Bone Cruncher is a puzzle video game for the Acorn Electron, BBC Micro, and Commodore 64 first published by Superior Software in 1987. It uses the "rocks and diamonds" mechanics of Boulder Dash. An Amiga version was released in 1988.

==Gameplay==

BBC Micro screenshot showing Fozzy (red), Bono (green), a skeleton, and a Glook (white)

The player controls a dragon called Bono, who operates a soap business. He collects bones from around the chambers of his castle and uses them to make soap in a cauldron. He then delivers the soap to sea-monsters, situated at various exits from the castle.

The game uses the gameplay mechanics popularised in Boulder Dash and Superior's own Repton series. The player can dig through earth and push boulders but where boulders will fall from above if area below them is cleared. The main difference in this game is that, although the characters are depicted in side profile, the camera is meant to be overhead so objects are not subject to gravity in the same way. The 'boulders' are living creatures known as Glooks and rather than just heading down the screen, they will head in the direction of a bathing sea-monster. As such, they change direction during play which changes the layout of the maze. This means the player must decide the order that the soap is delivered. Glooks are generally harmless but can crush the player when they move.

There are two other deadly creatures in the castle: monsters and spiders. Monsters can be trapped by pushing Glooks onto them. If they can't move, they turn to skeletons which Bono can collect to make soap. They can also be lured into trapdoors but then their bones are lost. Spiders, as well as being deadly to Bono, eat skeletons.

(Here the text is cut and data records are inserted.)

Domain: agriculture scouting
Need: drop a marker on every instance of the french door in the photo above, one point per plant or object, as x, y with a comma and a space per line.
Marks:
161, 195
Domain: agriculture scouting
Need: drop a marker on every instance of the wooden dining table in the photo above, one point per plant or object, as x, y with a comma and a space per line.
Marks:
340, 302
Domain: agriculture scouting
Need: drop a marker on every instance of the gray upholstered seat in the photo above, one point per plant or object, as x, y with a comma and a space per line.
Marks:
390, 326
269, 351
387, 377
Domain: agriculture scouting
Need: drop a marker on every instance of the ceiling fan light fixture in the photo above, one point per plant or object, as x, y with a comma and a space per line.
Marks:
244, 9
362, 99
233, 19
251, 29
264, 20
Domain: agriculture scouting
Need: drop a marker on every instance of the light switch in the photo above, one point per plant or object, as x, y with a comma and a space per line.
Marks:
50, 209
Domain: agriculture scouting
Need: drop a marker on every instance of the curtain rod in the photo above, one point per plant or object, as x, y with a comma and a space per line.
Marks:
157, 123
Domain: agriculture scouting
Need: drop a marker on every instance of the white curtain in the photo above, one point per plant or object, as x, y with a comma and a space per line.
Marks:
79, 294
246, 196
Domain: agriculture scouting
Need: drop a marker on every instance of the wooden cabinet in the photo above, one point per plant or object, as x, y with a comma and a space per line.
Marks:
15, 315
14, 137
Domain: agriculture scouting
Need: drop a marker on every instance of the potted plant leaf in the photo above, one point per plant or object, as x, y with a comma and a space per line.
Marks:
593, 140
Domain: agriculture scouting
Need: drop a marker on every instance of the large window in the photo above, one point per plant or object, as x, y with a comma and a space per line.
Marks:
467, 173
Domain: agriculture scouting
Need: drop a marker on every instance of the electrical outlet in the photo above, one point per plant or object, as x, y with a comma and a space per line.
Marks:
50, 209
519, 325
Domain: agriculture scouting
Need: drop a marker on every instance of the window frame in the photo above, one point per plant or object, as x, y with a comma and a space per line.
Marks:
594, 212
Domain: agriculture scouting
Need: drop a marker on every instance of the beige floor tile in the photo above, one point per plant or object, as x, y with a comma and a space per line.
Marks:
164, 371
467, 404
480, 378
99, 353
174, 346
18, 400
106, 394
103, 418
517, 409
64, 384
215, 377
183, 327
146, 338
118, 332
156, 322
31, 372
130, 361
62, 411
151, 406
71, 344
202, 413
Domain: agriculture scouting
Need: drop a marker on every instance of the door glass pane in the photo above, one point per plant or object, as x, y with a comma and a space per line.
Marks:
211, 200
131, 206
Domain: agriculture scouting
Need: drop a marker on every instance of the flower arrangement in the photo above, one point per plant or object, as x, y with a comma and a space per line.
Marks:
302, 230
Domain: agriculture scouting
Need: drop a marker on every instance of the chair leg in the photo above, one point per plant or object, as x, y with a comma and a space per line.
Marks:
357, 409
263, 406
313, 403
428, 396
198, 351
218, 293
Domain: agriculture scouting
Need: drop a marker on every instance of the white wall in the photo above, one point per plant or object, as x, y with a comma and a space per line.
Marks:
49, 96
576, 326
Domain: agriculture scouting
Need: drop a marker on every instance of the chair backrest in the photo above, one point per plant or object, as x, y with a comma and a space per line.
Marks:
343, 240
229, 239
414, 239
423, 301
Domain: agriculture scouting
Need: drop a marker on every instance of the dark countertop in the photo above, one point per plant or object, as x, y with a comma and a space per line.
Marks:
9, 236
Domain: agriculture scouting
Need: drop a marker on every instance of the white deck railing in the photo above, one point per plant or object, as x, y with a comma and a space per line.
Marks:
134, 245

Another character in the game is Bono's assistant Fozzy who can be used to hold back monsters or spiders but can become trapped. There are also keys and doors and on each level a hidden 'volcano' that will spew out Glooks if walked over.

It takes five skeletons to make a bar of soap and five bars of soap must be created, and delivered to the sea-monsters, in each chamber. There are 22 chambers in the castle.

==Development and release==
The game was designed by German programmer Andreas Kemnitz, originally for the Commodore 64. He submitted the game to Superior Software, who had recently published the similar Repton 3 on the C64. Superior commissioned conversions to the BBC Micro and Acorn Electron, machines on which they were market leaders, and also Amiga. All versions of the game are almost identical, with no real changes for the 16-bit Amiga version. The game was launched before Christmas 1987 with all four versions being advertised but the Amiga version was delayed, finally getting released in Spring 1988.

==Reception==
The game received mostly positive reviews but there was a mixed response. ACE gave the C64 version a score of 943 (out of 1000) and the Amiga version 948. Electron User gave an overall score of 9/10, particularly praising the humour of the game and the "beautifully animated" sprites.

The Games Machine also picked out the character animation for praise in their review of the BBC Micro and C64 versions and while generally positive, awarding a score of 70%. The review questions the relevance of this type of game: "Bone Cruncher is an old-style game and its general aim is a little tired by today's standards. However, it is cleverly designed, presents sufficient challenge for worthy gameplay and the creatures' representation adds considerable charm". When reviewing the Amiga version, they gave a lower score of 61% as while conceding it "plays just as well as the 8-bit game", the fact that "it lacks any attempt at improvement" on a much more capable machine was considered a mistake.

Zzap!64 were less impressed, giving a score of 56% and concluding that the game is a "polished, but merely average addition to an already jaded format". Computer and Video Games, reviewing the C64 version, went further, saying the game is "antiquated" and "a load of dross", awarding only 5/10 for playability and 4/10 for sound, graphics and value.

==Legacy==
The BBC and Electron versions were included on the Play It Again Sam 7 compilation in 1989 and reissued as part of the Superior/Blue Ribbon budget series in 1990.